MCGHEE TYSON AIR NATIONAL GUARD BASE, Tenn. — With so many changes and demands Airmen face in their service these days, it can get challenging to disconnect and recharge to maintain resiliency. The U.S. Air Force wants healthy and ready minds, but it is also up to service members to find what best refuels them and give attention to it.
Tech. Sgt. Renee Wiederspahn, a professional military education instructor at the Lankford Enlisted PME Center in East Tennessee, decided to get some goats and chickens during the pandemic.
“The thing I like best about my farm animals is the peaceful nature that they have,” said Sergeant Wiederspahn. “I can sit down, out in the grass, and they will come to sit with me or run around and be silly with each other.”
Wiederspahn is one of nearly 40 instructors assigned to Lankford Center from the regular Air Force, the Air National Guard, and the Reserve Command. They teach NCO academy and Airman leadership school for the total force. The organization is conducting a mix of in-resident and virtual classes during the pandemic.
The technical sergeant is very busy at the campus, preparing to teach the Center’s first in-resident class of NCO academy students since before the pandemic. The students arrive on October 4. After the suspension of classes in March 2020, the organization quickly designed virtual learning programs for ALS and NCOA.

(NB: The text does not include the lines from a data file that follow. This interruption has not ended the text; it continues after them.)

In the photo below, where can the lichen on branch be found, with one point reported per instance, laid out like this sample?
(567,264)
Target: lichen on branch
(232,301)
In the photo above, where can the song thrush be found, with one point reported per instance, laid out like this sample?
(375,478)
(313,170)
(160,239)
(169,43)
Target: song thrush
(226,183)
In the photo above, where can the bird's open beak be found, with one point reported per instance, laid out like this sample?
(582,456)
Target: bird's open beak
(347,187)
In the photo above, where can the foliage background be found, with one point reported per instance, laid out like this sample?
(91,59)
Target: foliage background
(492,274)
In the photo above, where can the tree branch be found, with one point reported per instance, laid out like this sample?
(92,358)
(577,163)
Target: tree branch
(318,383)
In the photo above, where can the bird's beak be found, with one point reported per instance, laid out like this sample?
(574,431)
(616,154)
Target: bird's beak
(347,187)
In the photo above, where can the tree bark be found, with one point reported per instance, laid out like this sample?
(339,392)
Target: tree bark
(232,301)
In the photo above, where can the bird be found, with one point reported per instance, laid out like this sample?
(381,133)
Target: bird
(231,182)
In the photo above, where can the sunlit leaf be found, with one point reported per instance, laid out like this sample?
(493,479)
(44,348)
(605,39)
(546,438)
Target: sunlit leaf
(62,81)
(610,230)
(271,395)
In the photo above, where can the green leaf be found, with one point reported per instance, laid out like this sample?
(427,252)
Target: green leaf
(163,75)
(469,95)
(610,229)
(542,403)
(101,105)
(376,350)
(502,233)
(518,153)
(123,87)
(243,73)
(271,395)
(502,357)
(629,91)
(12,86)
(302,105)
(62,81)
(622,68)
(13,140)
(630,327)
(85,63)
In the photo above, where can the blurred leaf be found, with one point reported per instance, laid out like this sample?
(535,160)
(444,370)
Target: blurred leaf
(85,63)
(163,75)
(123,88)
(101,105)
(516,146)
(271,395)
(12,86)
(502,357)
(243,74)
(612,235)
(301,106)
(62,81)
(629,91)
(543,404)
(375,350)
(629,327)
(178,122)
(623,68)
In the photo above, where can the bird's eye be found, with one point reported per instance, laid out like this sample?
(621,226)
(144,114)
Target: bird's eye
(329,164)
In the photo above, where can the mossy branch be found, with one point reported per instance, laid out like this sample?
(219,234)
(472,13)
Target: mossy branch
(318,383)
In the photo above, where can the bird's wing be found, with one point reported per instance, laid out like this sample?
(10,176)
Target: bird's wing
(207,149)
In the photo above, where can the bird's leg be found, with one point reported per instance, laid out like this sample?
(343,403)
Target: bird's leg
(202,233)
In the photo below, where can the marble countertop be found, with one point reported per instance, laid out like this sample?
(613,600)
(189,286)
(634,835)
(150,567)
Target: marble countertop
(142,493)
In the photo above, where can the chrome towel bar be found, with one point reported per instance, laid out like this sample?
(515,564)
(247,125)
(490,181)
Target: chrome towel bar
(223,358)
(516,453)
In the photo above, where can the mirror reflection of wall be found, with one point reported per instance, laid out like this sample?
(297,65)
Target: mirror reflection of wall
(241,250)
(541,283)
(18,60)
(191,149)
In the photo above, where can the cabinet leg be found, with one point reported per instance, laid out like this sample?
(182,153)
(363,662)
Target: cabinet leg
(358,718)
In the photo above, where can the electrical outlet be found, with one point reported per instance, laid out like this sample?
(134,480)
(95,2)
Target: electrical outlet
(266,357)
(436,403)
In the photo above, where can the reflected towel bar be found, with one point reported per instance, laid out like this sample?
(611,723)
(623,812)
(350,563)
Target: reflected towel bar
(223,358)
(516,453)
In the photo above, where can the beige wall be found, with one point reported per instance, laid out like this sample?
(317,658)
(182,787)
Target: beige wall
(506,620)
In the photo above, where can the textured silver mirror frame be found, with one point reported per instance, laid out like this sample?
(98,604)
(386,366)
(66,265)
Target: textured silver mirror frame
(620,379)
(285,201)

“Honestly, my hobby does not relate at all to what I do in the classroom, but the animals give me a sense of calm and help me relax, and I believe that I wouldn’t have handled these last months as well if I did not have them to visit every day,” said Sergeant Wiederspahn. Carrying feed and gathering chicken eggs is also good exercise.
Her assessment of relaxing, and the value of resiliency, contributes to a balanced life. The Air Force promotes Mental, Physical, Social, and Spiritual health through education, counselors, and special stand-down days dedicated to these Pillars of Resiliency.
Today, Sergeant Wiederspahn and her husband care for six pigmy goats and more than 20 chickens. She said that it might sound strange to some, but the animals are quiet.
“Well, most of the time, they are,” she said. “The goats are known to scream when I go outside to get my attention so I can give them treats.”